Alternatively, those in favor of publicizing how delegates vote say that defeating the resolution fosters ambiguity and sends the wrong message to the AVMA’s 81,500 dues-paying members.
“I think this is a situation where we should look at ourselves through the lens of our constituents,” said Dr. C. Jeffrey Brown, delegate from Arizona in defense of the resolution. “The goal of this resolution is to make us more transparent. What kind of message is this sending if we reject this?”
Arizona’s Alternate Delegate Dr. James McDonald reasoned that the fear argument is “relatively overstated.”
“The benefits of doing this way outweigh the downside. Opening this thing up — while there is some risk, our image with the rest of our membership is going to improve,” he said.
The image problem McDonald speaks of stems from what some believe is a disconnect between the AVMA leadership and its general membership, most recently typified by the AVMA Executive Board’s seemingly sudden changes to the Veterinarian’s Oath.
That controversial move created chatter among delegates during the meeting, many of whom expressed a desire for more notification and an ability to comment on such major decisions. Those in support of transparency surmised that the real reason for the House’s widespread apprehension toward the resolution had more to do with political vote trading — a practice reportedly rampant among delegates. With large states like California and Texas carrying more voting power than smaller ones, deals are made to get candidates elected and resolutions passed. Transparency could add to the “influence peddling,” some contend.

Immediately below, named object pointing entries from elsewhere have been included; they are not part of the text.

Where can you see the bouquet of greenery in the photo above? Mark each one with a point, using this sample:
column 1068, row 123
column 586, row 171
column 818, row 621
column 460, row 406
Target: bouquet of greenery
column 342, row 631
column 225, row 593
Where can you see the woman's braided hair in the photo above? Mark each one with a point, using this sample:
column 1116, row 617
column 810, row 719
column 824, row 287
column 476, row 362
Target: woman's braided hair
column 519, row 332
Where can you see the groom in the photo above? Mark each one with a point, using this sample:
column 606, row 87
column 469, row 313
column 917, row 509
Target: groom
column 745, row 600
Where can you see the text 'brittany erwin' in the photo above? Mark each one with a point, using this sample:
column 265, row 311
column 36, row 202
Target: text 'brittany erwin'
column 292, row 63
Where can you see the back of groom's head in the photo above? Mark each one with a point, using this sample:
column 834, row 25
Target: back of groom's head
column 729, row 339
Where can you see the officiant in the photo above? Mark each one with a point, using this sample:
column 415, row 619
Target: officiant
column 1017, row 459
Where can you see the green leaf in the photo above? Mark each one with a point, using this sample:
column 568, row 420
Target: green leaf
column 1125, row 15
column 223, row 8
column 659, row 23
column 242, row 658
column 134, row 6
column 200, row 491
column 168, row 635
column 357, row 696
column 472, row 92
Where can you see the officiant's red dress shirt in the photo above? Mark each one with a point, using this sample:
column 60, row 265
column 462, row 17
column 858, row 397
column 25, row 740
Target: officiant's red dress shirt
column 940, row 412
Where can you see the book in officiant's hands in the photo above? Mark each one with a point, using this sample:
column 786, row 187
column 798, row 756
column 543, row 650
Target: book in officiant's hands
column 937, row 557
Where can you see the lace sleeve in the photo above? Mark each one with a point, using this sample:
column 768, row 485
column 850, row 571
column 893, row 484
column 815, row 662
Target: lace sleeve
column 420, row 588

“I’m concerned that this type of voting, which is the same type of voting done in Washington, will promote political consequences,” argued Dr. Benjamin Franklin, delegate representing the American Association of Equine Practitioners.
To that, Dr. Myron Downs, alternate delegate from Georgia, asked: “Are you a politician or are you a statesman? The issue of transparency … it’s kind of counterintuitive. When you have transparency you might be affected by outside sources.”
Connecticut Delegate Dr. Stewart “Chip” Beckett fired back his belief that transparency would open the door to better policy making: “If you don’t know why a resolution passed or failed, you can’t modify it; there’s no way to bridge the gap. I agree that this is a very politicized body, and it’s not going to be any worse if there’s transparency.
“We don’t allow people to review our work and see what we’re doing. Let’s not act like we’re hiding behind a curtain, and it’s protection.”
Dr. Gary Thompson, Ohio delegate, echoed those sentiments.
“Transparency can blow up in your face, I agree. I’m wrong about a lot of stuff, but I think the view is always better from the high ground,” he said.
Despite the bevy of arguments favoring the resolution, they did not provide enough traction for its passage. Spouting a reference from the Bible, Georgia Delegate Dr. Timothy Montgomery stood before his colleagues and noted that veterinarians are honest and reputable, negating a need for opening the House voting processes.
Furthermore, he stated, when it comes to controversial animal welfare topics, veterinarians don’t have the means to go back to their hometowns and face a backlash.
“We don’t have the income that a U.S. representative or senator has,” Montgomery argued. “We have to go home to be selected as the poster child representing a particular view on an issue and have that become a media circus … subject to media scrutiny and the Internet.”